Splunk Search

Fixing Splunk Apostrophe Errors: \x92s

mhtedford
Communicator

I have a data set of survey responses based on video conference call connection type.

One of the possible survey responses is " I used WebEx’s ‘Call Using Computer’ "

The apostrophes that surround Call Using Computer are messing up my data, as Splunk is reading these as separate events:
alt text

Here you can see the stats count for each response:
alt text

I'm not sure how to fix this issue, as if I just summed them all together the number would be incorrectly high.

I don't know if I should delete one of the responses or combine them or somehow create an average.

Please advise 🙂

jkat54
SplunkTrust
SplunkTrust

If CHARSET=CP1252 in props.conf doesnt work, try using sedcmd in props or rex in search.

[sourcetypeName]
CHARSET=CP1252

or

[sourcetypeName]
SEDCMD-x91=s/\\\\x91//g
SEDCMD-x92=s/\\\\x92//g
SEDCMD-xD5=s/\\\\xD5//g
SEDCMD-xD4=s/\\\\xD4//g
SEDCMD-underscore=s/\_//g
# this will just delete them all, you could change //g to /'/g to add straight single quotes instead.

SEARCH: ...| rex mode=sed "s/\\\\x9[1-2]//g" | rex mode=sed "s/\\\\xD[4-5]//g" | rex mode=sed "s/\_//g" | ....
0 Karma

jkat54
SplunkTrust
SplunkTrust

you could anticipate all possible hex values like this too

s/\\x[A-F0-9]{2}//g

0 Karma

ddrillic
Ultra Champion

91 and 92 are the hex codes for open and close curly apostrophe (single quote) in the MS Windows default version of the latin1/ISO-8859-1... from - Vim shows strange characters <91>,<92>

The CP1252 (Windows 1252 encoding) info. The windows 1252 codepage, also called Latin 1, is used by the windows operating system to display a number of latin based languages.

So, this CP1252 encoding always causes issues because its origin, latin1, is the base for utf-8 when moving from a single byte in latin1 to multi-byte representation of a character. CP1252, on the other hand is not compatible with utf-8.

Somewhere in the process, you need to convert this character to a utf-8 based character....

0 Karma

mattymo
Splunk Employee
Splunk Employee

i wonder if charset= in props.conf would work... Splunk supports many encoding schemes...

0 Karma

ddrillic
Ultra Champion

Right, but here it's not a character, it's a sequence which holds the hex code value of the character -

![alt text][1]

0 Karma

mattymo
Splunk Employee
Splunk Employee

is it possible we changed it to the hex on ingest because its set to utf-8?
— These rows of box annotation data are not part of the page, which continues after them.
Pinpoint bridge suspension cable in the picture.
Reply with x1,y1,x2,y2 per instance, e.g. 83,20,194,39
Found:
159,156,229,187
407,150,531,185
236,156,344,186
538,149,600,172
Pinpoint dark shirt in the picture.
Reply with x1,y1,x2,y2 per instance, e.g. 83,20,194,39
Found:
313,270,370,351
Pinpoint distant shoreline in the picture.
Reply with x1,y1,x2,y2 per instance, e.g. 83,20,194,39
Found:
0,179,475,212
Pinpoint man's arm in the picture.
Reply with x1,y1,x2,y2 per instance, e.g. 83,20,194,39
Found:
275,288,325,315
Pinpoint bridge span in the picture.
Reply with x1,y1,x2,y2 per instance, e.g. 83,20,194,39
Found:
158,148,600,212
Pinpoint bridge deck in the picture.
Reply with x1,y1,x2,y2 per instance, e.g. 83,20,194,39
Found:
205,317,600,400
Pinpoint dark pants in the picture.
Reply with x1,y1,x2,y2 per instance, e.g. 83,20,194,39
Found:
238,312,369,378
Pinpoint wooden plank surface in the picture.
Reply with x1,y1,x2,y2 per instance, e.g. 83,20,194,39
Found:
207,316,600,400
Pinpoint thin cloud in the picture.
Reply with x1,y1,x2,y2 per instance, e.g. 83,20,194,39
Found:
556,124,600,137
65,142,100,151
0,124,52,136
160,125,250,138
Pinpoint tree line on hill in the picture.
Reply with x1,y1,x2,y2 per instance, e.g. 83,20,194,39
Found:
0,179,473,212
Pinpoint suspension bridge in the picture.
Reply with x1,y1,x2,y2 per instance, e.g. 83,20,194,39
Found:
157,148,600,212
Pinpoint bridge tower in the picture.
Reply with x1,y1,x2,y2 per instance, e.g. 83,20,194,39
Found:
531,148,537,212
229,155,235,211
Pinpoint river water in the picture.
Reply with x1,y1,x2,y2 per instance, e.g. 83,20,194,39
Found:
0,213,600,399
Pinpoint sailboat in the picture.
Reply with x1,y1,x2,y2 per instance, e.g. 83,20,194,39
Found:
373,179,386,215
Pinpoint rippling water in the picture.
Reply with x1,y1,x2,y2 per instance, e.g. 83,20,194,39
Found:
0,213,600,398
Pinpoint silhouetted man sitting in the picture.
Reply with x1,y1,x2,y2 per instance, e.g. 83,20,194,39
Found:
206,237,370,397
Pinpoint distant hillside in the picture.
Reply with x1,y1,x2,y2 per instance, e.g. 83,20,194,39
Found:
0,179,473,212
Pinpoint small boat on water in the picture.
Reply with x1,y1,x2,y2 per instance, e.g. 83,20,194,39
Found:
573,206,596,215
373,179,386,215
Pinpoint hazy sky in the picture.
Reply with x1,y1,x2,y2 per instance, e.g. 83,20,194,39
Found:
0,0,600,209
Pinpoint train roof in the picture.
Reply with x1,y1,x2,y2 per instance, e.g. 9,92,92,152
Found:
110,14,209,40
Hard to know without seeing the raw data I would assume...

https://docs.splunk.com/Documentation/Splunk/latest/Data/Configurecharactersetencoding

0 Karma

mattymo
Splunk Employee
Splunk Employee

This is very much in line with your other question we worked on. You need to work on the props.conf and account for these items, just like the date extractions in your other post.

Props.conf has a config called

FIELD_QUOTE = 
* Tells Splunk the character to use for quotes in the specified file or
  source.
* This attribute supports the use of the special characters described above.

but im not sure how it will act with a quote mid field...i will try...

https://docs.splunk.com/Documentation/Splunk/6.6.2/Admin/Propsconf

From the screenshot above, it doesn't seem to be breaking your events incorrectly, but does appear to be dealing with the characters in a few different ways...Ideally those fields would be encapsulated in quotes to protect the string.does the raw data have double quotes surrounding the string?..do you have the ability to configure those strings??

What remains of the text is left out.